Jabor – Sim, estou escrevendo agora o roteiro de um filme que vou rodar no próximo ano, chamado A suprema felicidade. É uma espécie de Amarcord brasileiro. Vai se passar no Rio de Janeiro do final dos anos 1950, época em que a cidade vivia um momento muito feliz, esperançoso. Todos acreditavam que tudo iria dar certo. O Rio ganhava uma vida urbana, surgia a bossa nova, a liberdade sexual já aumentava. Tem muito a ver com essa busca desesperada pela felicidade. É um delírio psicológico em que as pessoas falam sem parar, desejando amar. Espero terminar o roteiro em um mês e filmar logo, pois já tenho uma distribuidora estrangeira.

 – O filme terá traços autobiográficos?

Jabor – Com certeza. Será um filme sobre minha infância na Urca, para onde fui aos 10 anos. A história se baseia entre a vida angustiante da família e a liberdade que havia fora dela. Como vai cobrir a fase entre os 10 e 18 anos de um rapaz, será algo parecido com o que na literatura se chama bildungsroman, ou seja um romance de formação que retrata a transformação desse adolescente em um homem. Como se trata de um filme muito musical vou utilizar uma trilha baseada nos sucessos da época e, para isso, pretendo convidar os melhores chorões para trabalhar.
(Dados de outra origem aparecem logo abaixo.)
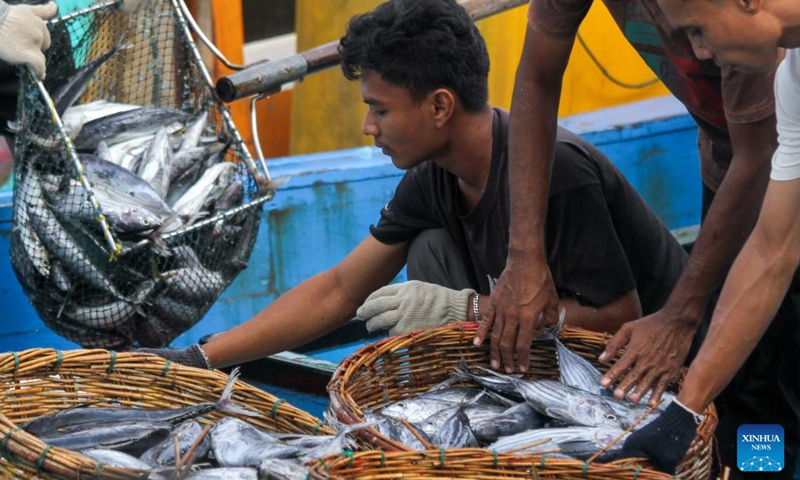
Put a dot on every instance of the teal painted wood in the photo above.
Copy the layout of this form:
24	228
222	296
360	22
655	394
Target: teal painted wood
325	210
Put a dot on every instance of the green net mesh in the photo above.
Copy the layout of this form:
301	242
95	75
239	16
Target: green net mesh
127	234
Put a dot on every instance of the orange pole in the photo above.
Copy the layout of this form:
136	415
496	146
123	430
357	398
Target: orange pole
224	17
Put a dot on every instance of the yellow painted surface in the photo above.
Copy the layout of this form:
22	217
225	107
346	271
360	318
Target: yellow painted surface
327	109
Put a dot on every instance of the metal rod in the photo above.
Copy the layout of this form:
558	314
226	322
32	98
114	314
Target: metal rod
267	77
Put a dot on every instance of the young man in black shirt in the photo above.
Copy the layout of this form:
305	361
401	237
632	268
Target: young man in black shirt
423	68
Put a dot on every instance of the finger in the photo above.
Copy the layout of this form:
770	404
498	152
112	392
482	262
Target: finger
45	37
643	386
523	347
508	343
619	340
658	391
497	333
484	326
631	379
617	370
46	11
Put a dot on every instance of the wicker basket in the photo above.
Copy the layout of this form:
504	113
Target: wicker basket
466	463
407	365
41	381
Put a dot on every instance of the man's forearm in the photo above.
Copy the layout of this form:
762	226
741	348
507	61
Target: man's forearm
299	316
729	220
751	296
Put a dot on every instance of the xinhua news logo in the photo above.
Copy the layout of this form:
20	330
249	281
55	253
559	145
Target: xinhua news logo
760	448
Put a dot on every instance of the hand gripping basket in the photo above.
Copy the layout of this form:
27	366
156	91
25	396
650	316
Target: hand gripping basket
42	381
406	365
110	276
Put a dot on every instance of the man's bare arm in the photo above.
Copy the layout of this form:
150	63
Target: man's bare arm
312	308
525	289
752	294
657	345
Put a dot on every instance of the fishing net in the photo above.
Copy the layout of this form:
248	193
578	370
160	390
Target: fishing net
136	202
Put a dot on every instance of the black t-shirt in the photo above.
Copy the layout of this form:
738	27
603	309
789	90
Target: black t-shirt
602	239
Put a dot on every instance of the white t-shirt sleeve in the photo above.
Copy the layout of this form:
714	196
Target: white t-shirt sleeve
786	160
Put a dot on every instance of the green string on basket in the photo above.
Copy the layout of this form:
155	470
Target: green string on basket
166	368
16	363
40	462
316	427
7	438
113	360
274	411
59	359
637	472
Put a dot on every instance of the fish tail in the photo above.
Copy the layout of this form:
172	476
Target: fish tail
225	402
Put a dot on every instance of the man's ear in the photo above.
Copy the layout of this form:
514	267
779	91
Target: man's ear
443	105
751	6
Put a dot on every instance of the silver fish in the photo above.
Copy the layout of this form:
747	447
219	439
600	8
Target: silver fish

Acho que será uma dialética da tristeza de classe média, com seus preconceitos internos, enquanto a felicidade toma conta do lado de fora das casas.
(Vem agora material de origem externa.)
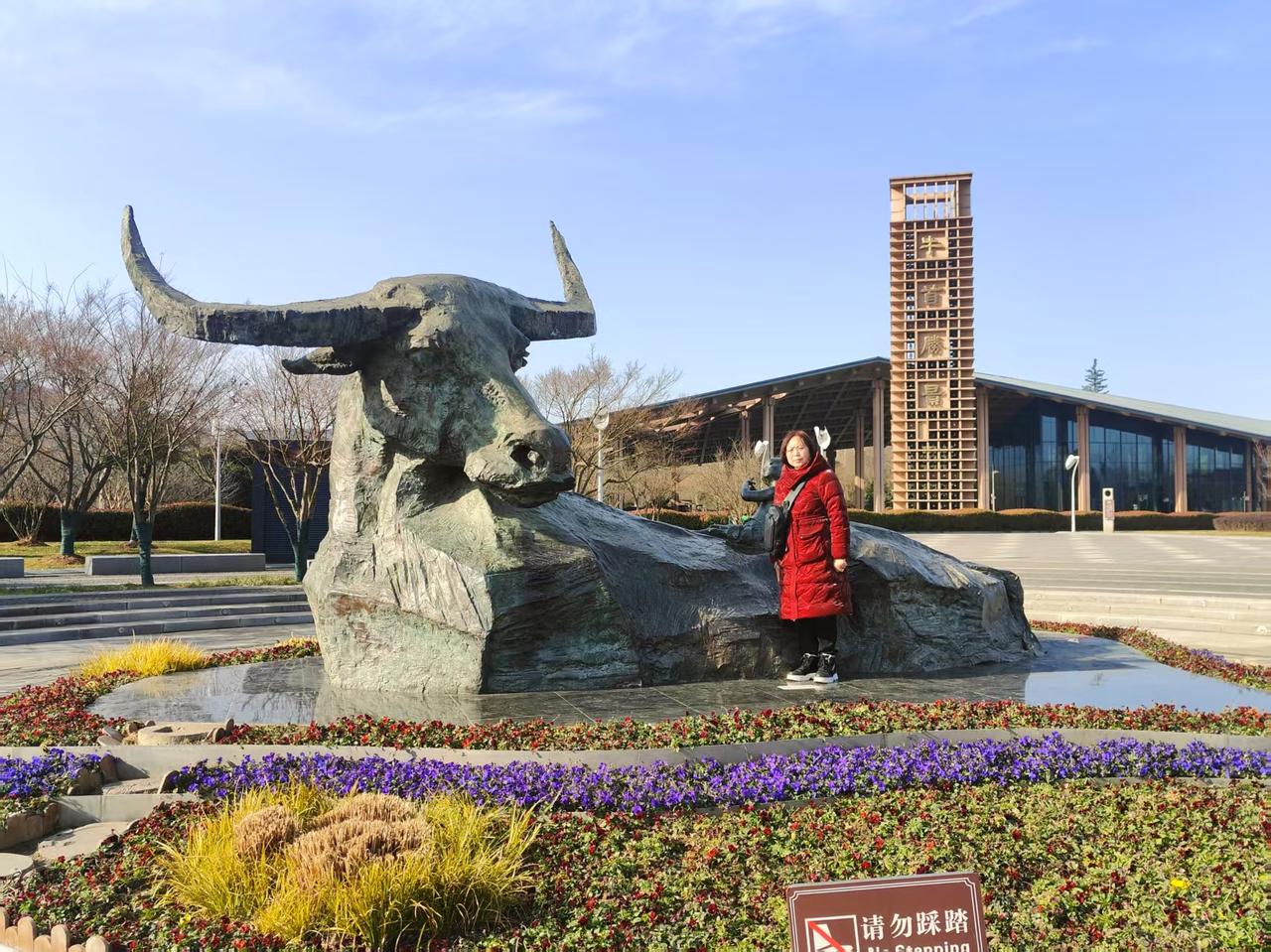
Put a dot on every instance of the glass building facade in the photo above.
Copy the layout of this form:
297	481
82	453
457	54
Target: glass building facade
1027	448
1136	459
1030	438
1215	473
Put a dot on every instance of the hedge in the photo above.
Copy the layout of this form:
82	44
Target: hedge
981	520
176	521
1243	521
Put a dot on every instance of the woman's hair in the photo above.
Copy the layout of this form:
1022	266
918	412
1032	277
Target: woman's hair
802	435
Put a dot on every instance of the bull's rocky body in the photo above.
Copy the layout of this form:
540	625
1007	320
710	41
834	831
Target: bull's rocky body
458	561
477	595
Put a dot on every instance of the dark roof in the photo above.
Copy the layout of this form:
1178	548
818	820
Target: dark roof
1166	412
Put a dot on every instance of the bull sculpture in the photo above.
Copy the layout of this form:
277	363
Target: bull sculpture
457	558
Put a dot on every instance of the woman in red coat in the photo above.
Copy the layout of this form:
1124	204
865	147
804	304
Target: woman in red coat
812	574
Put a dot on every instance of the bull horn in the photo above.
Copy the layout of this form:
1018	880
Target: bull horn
334	323
556	321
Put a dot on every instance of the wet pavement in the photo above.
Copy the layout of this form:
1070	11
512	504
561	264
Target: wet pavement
1071	670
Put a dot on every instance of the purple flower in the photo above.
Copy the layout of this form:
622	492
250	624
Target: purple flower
826	771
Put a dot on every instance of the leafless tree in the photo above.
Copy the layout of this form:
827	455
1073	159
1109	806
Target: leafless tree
716	485
162	394
636	440
75	458
42	375
284	424
24	508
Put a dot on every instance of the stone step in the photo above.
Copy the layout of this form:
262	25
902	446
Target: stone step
77	842
80	619
300	615
95	598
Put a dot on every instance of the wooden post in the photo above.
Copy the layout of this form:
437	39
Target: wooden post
858	461
1180	470
1083	466
880	426
981	447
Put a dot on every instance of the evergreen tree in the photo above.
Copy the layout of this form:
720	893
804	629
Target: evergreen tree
1096	380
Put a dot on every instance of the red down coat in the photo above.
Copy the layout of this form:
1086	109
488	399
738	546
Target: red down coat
817	535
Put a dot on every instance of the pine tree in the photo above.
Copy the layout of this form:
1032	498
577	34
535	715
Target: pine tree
1096	380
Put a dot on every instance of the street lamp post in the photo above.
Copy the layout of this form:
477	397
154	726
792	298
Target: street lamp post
216	529
1070	466
602	421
 – Você ainda considera Tudo bem seu melhor filme?

Jabor – Sim, considero. Tudo bem tem algo que não consegui em outros filmes: a união entre o individualismo da classe média e a situação histórica e política mais épica. Há um mix entre o cotidiano naturalista psicológico com o épico que é difícil conseguir. Geralmente, isso termina inevitavelmente em alegoria. Quem conseguiu isso de forma genial foi Glauber Rocha -em Deus e o diabo, ele mistura o épico com o pessoal de forma extraordinária. A suprema felicidade vai ser meu melhor filme, acredito.

 – Como o exercício jornalístico o ajudou durante esse hiato no cinema?
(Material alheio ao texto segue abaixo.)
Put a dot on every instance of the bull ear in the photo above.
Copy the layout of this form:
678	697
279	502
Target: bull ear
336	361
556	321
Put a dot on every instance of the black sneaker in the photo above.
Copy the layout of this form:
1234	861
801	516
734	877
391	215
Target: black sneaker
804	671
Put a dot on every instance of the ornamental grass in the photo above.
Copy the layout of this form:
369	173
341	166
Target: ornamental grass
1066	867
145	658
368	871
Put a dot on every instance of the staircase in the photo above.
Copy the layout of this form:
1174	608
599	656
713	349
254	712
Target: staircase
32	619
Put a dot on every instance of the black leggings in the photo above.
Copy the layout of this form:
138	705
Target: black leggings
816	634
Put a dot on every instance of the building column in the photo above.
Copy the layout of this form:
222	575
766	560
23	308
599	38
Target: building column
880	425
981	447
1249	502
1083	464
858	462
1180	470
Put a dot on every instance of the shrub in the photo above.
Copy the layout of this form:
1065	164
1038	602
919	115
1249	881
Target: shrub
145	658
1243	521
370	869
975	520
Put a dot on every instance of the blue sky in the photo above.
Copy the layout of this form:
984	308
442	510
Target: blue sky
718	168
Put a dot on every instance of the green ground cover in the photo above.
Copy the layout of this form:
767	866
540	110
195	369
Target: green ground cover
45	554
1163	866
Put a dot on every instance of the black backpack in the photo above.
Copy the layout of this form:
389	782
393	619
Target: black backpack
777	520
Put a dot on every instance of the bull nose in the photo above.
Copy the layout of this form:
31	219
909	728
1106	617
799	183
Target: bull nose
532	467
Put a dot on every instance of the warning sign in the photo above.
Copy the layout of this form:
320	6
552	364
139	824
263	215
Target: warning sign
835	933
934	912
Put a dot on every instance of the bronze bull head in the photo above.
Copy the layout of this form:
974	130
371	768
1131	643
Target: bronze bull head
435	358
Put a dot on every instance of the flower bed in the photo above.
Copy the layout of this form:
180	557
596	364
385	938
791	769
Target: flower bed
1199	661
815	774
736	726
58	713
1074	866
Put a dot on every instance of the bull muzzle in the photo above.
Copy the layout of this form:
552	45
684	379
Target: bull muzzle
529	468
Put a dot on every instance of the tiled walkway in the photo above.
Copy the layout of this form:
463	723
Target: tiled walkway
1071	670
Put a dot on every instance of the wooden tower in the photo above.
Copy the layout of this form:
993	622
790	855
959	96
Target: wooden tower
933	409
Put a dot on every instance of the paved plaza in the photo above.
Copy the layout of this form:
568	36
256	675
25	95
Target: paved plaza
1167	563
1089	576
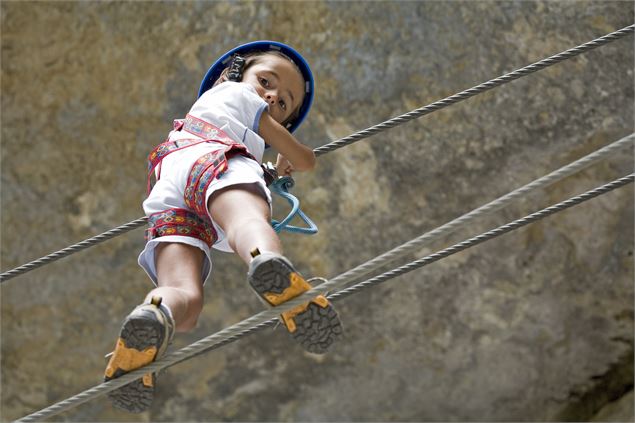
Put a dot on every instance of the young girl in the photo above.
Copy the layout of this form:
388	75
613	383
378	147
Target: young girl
211	192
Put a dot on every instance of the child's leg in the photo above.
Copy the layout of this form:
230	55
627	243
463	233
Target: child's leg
179	282
244	215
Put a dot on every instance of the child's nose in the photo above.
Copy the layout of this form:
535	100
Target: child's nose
271	98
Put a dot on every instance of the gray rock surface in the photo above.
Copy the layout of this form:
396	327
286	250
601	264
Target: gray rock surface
535	325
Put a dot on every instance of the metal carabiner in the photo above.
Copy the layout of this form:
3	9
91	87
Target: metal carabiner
281	186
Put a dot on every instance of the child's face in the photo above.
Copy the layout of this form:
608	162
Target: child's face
279	83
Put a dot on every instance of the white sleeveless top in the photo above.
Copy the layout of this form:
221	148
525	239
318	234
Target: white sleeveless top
234	107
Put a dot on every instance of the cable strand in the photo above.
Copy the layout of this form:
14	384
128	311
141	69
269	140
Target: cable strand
267	317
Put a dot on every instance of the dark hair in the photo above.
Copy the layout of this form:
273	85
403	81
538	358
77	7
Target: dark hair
252	59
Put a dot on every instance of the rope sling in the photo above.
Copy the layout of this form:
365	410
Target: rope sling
263	319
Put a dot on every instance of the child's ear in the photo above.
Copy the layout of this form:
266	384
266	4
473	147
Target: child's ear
222	78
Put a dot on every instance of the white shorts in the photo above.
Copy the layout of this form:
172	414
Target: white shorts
168	194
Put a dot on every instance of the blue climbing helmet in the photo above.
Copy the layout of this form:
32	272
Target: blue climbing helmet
217	68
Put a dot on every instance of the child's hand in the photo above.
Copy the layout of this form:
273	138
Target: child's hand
283	166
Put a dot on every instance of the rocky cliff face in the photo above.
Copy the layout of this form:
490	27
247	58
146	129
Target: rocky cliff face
535	325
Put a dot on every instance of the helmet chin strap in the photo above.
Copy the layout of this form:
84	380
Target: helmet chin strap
235	73
236	66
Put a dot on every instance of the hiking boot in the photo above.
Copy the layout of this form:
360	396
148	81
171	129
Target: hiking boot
144	337
315	324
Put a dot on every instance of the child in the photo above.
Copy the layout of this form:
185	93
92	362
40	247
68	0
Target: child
210	191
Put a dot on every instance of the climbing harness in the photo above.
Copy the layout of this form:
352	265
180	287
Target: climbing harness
268	317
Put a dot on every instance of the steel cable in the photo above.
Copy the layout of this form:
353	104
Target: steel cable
464	95
355	137
73	249
268	317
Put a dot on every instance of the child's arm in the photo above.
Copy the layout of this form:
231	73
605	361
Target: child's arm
300	156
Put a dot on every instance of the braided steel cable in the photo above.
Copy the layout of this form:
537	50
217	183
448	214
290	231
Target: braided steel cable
358	136
464	95
73	249
268	317
491	207
386	257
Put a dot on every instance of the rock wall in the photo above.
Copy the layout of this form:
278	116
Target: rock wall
535	325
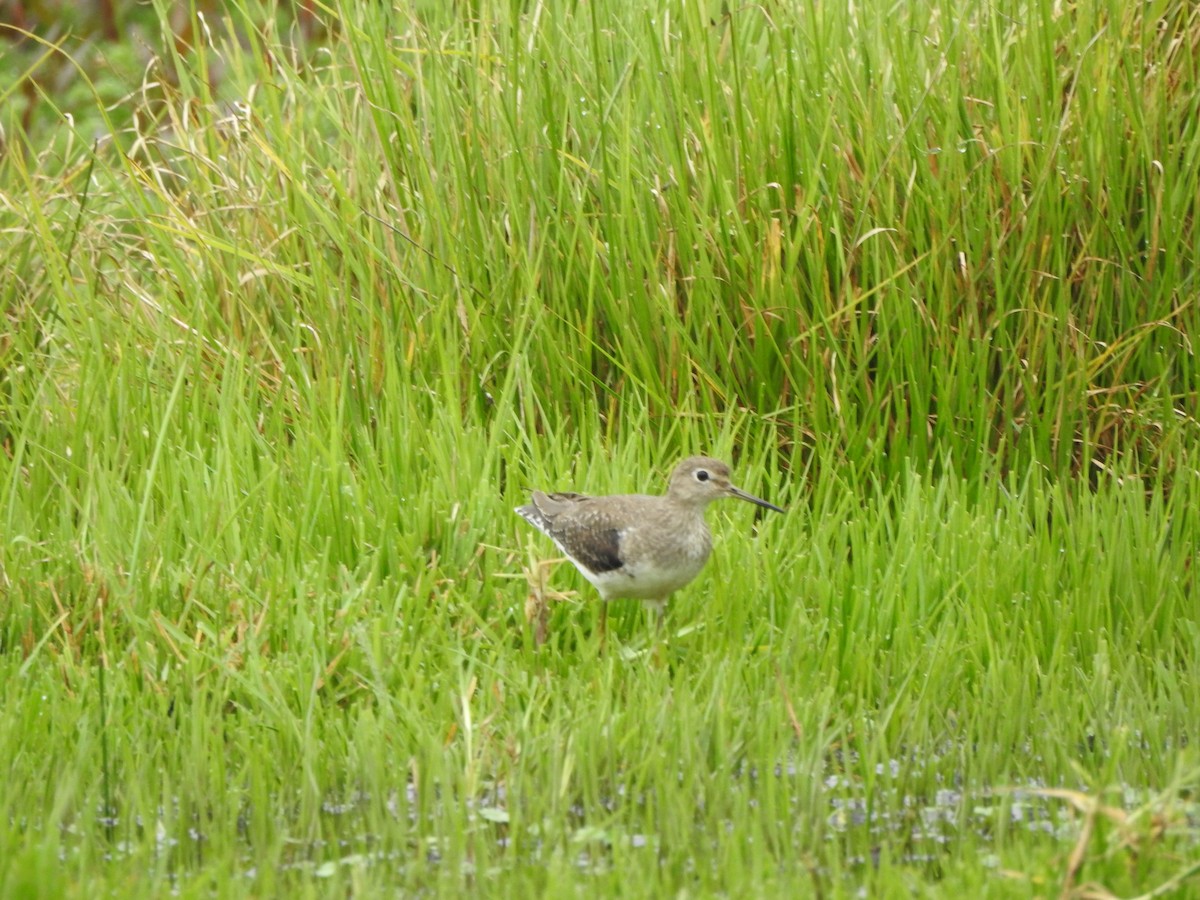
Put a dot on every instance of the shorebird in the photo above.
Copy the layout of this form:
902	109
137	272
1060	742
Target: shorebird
635	546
Jabor – O jornalismo me preparou muito. No cinema, eu vivia em um mundo muito fechado, em um corporativismo povoado apenas por outros cineastas como Luiz Carlos Barreto, Cacá Diegues, Hector Babenco. O mundo hoje é mais amplo para mim. Aprendi a escrever melhor, mas estou envenenado pela política. Tenho uma necessidade real, poética, de fazer um filme. Retomar a alegria de viver com uma equipe de filmagem.

 – E como foi enfrentar as enormes mudanças tecnológicas acontecidas desde que você parou de filmar?

Jabor – Tudo mudou nesses 20 anos! Converso com fotógrafos, técnicos, e descubro que não sei mais nada. Está muito mais fácil filmar hoje em dia. É fácil fazer um filme que parece bom. O que falta é sentimento, por isso que acredito no sucesso do meu novo filme. Por falar de solidão e da razão para estar vivo e para amar. O mundo está muito bruto hoje. Daí minha preferência pelo cinema de Wong Kar-wai, o único diretor interessante que vejo, na atualidade.